Seller's Trademarks. Dealer shall have no right to use any of Sparx Hockey’s trademarks or trade name, except solely and directly in connection with the sale or advertising of the Products in connection with the resale of such Products to consumers, provided however, that Dealer is required to comply with Sparx’s policies and any legal requirements regarding the proper usage and display of such trademarks. Dealer shall have no right of any kind in or to any of Sparx Hockey's trademarks or trade names, and Sparx expressly reserves the right to prohibit, or restrict or condition further, in any way Sparx may deem necessary or appropriate, the use by Dealer of any of Sparx's trademarks or trade names.
Modification. Except as expressly provided herein, these Terms may not be modified, terminated, or repudiated, in whole or in part, except in writing executed by an authorized representative of Sparx. Sparx Hockey may, at its sole option, treat any attempted modification, termination or repudiation to which it does not assent in writing as a breach of the entire agreement and recover from Dealer all of Sparx's damages (including without limitation special, indirect, consequential and incidental damages) resulting therefrom or arising in connection therewith.
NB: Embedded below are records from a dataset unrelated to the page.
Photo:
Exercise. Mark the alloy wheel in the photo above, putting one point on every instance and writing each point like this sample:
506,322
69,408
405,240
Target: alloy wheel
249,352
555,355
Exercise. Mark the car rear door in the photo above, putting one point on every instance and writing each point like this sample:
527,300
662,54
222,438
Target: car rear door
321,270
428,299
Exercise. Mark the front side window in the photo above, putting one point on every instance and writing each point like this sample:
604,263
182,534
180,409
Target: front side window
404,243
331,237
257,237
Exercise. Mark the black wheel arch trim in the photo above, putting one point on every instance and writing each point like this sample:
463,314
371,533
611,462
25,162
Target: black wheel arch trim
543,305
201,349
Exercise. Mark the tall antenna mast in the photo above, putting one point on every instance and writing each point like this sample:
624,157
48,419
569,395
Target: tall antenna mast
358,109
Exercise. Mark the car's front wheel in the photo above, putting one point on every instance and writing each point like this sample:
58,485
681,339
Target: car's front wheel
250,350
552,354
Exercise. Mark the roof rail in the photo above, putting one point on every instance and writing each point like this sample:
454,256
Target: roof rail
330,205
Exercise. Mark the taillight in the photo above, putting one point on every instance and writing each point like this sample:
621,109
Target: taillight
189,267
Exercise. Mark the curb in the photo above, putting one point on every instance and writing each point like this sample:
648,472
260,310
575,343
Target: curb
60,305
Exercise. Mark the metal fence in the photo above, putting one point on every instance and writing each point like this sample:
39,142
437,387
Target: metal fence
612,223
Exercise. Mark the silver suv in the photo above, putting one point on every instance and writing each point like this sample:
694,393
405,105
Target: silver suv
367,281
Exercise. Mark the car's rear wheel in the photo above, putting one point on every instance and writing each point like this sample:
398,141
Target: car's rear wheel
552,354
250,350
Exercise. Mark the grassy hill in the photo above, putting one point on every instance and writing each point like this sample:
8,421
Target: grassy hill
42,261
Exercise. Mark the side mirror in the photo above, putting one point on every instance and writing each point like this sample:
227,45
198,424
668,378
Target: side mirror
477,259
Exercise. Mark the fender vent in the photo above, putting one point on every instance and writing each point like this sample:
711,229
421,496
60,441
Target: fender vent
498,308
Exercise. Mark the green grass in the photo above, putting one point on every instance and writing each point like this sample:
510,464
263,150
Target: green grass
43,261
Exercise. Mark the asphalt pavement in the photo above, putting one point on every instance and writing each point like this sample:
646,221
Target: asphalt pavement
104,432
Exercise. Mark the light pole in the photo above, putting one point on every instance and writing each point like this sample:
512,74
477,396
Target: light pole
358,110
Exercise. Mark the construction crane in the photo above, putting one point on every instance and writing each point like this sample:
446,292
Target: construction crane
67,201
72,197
Cancellation by Sparx. Upon any breach by Dealer or failure by Dealer to comply with any of the Terms, or if Dealer becomes unable to conduct its normal business operations (including inability to meet its obligations as they mature) or becomes the subject of any proceeding under any state, provincial or federal bankruptcy law or other law for the benefit of creditors or relief of debtors or makes any assignment for the benefit of creditors, Sparx shall have the right to immediately cancel or terminate any and all agreements with, or obligations to, Dealer relating to sales of the Products in whole or in such part as Sparx in its sole judgment shall deem expedient, and recover from Dealer all of Sparx’s damages (including without limitation special, indirect, consequential and incidental damages) resulting therefrom or arising in connection therewith.
Waiver and Severability. Sparx Hockey shall not be deemed to have waived any provision hereof, or any breach by Dealer of any provision hereof, unless specifically set forth in writing and executed by an authorized officer of Sparx Hockey, and no waiver by Sparx of any provision hereof or any breach by Dealer hereunder shall constitute a waiver of such provision or breach on any other occasion. The invalidity or unenforceability, in whole or in part, of any provision, term or condition hereof shall not affect in any way the validity and enforceability of the remainder of such provision, term or condition or of any other provision, term or condition hereof.
Governing Law. This Agreement shall be governed by and construed in accordance with the internal, substantive laws of the Commonwealth of Massachusetts, USA, without regard to any choice or conflict of law principles and excluding application of the UN Convention on the Sale of Goods. In the event of any conflict between US and foreign laws, regulations and rules, US laws, regulations and rules shall govern. This agreement constitutes the entire agreement of the parties with respect to the subject matter hereof, and supersedes all other understandings whether oral or written.